2019 ASHS Annual Conference
Understanding Complex Horticultural-Quality Traits in Broccoli By Integrating Next-Gen Sequencing and Large-Scale Phenomics
Understanding Complex Horticultural-Quality Traits in Broccoli By Integrating Next-Gen Sequencing and Large-Scale Phenomics
Thursday, July 25, 2019
Cohiba 5-11 (Tropicana Las Vegas)
Quality in horticultural crops is often the result of many subjective characteristics working together harmoniously. Improving quality through marker-assisted selection would therefore seem unlikely to work. Here we report an approach that can do so.

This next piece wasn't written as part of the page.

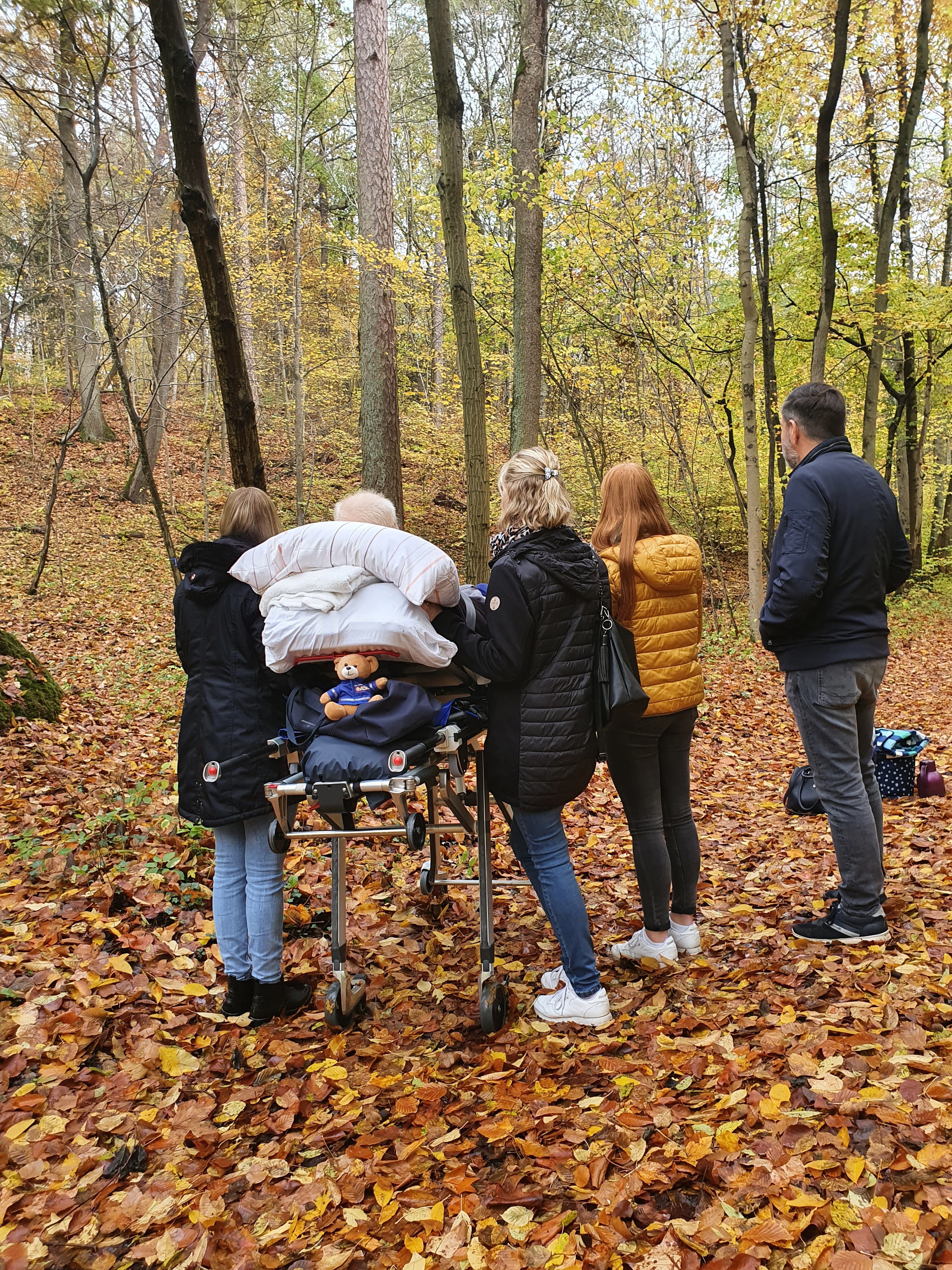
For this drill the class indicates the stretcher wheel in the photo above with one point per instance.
(417, 831)
(277, 840)
(333, 1015)
(493, 1006)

While Next-Gen sequencing is affordable, these complex trait analyses are limited by the challenge of integrating and analyzing large dataset of descriptive information (phenomics): much software is designed to process only small numbers of molecular markers, analytic pipelines can only analyze a few traits, and different data sets are difficult to combine. Several techniques address these challenges. We evaluated 36 horticultural-quality traits in a large (N=175) mapping population generated from a cross of Chinese kale and broccoli. Phenomic data were captured with tools developed from the One Handheld Per Breeder Initiative and aggregated in a database. We developed a pipeline to generate high quality and density genome wide markers using genotype-by-sequencing across new accurate reference genomes. To interpret these high-dimensional datasets, we modified R/qtl2 mapping software to determine QTL confidence intervals and assign likelihoods to 290 putative genes for quality-related phenotypes. Combinations of these traits were associated with overall quality, and sometimes linked genetically. These can be used for marker-assisted selection. A similar approach can be used to improve the composition of secondary metabolites, morphology, and environmental stress response.